A frustração na oferta desses alimentos tem efeitos em cadeia. Milho as previsões da produção na segunda safra têm sido reduzidas e soja são usados na produção de ração animal e, quando encarecem, tendem a pressionar os preços finais das carnes e do ovo. O leite mais caro também tende a encarecer laticínios em geral. Além disso, as ondas de frio afetam a produção de alimentos in natura, como hortaliças e legumes, integrantes da cesta básica da maioria das famílias.

Segundo Braz, essas pressões inflacionárias chegam numa época que costuma ser favorável para a produção de alimentos in natura, normalmente marcada por alívios nos preços. “Isso pode frustrar a expectativa de desaceleração da inflação no segundo semestre”, afirmou o pesquisador da FGV, numa referência aos índices de preços ao consumidor, no acumulado em 12 meses.

Tanto que a projeção atual de Braz já aponta para um IPCA, o indicador oficial, calculado pelo Instituto Brasileiro de Geografia e Estatística (IBGE), em torno de 7,0% em 2021. Ainda em função do clima, essa alta do IPCA poderá ficar em 7,8%, nas contas de Braz, se a temporada de chuvas, geralmente iniciada em outubro, não for favorável o suficiente para recuperar o nível dos reservatórios das usinas hidrelétricas.

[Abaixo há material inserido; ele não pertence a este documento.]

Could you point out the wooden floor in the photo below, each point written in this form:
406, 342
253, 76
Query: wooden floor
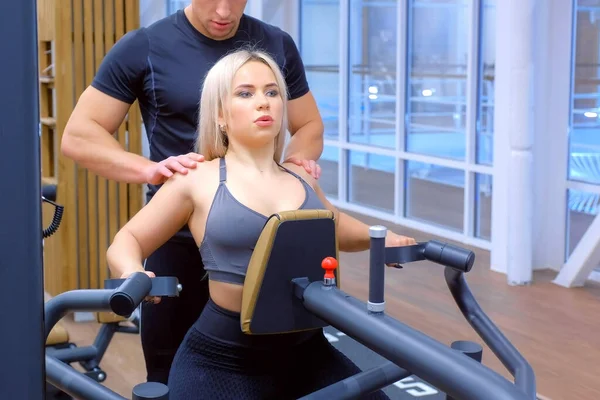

Com a crise hídrica, há chance de as cobranças adicionais na conta de luz, para dar conta do acionamento das usinas térmicas, continuarem nos níveis máximos até dezembro, disse Braz. E o efeito poderá ser ainda maior se houve novo reajuste na tarifa adicional cobrada na bandeira vermelha 2, como já foi sinalizado pelo Agência Nacional de Energia Elétrica (Aneel).

Tudo isso, num quadro em que o agravamento das pressões inflacionárias nos alimentos, na conta de luz e nos combustíveis coincidirá com uma maior abertura das atividades econômicas. Com o avanço na vacinação conta covid-19, a tendência é que diminuam as restrições para o funcionamento dos serviços, o que poderá inflar preços de bares, restaurante, salões de beleza, entre outros itens.

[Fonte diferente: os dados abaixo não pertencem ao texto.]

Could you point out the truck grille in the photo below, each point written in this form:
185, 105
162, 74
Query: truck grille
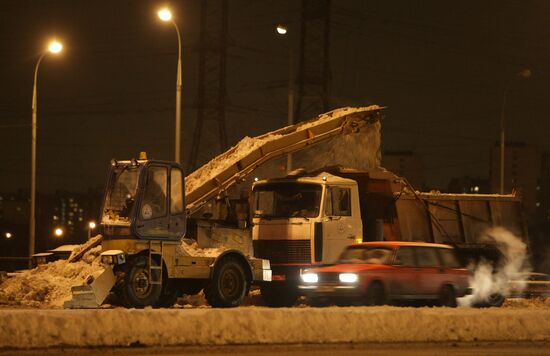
283, 251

“Já vemos uma reação na inflação de serviços. E isso fica mais grave com a energia mais cara”, afirmou Braz, lembrando que a energia elétrica é um importante custo para a operação dos negócios de serviços e que a demanda reprimida poderá aceitar preços mais elevados. “As famílias, doidas pra sair, vão consumir”, completou o pesquisador.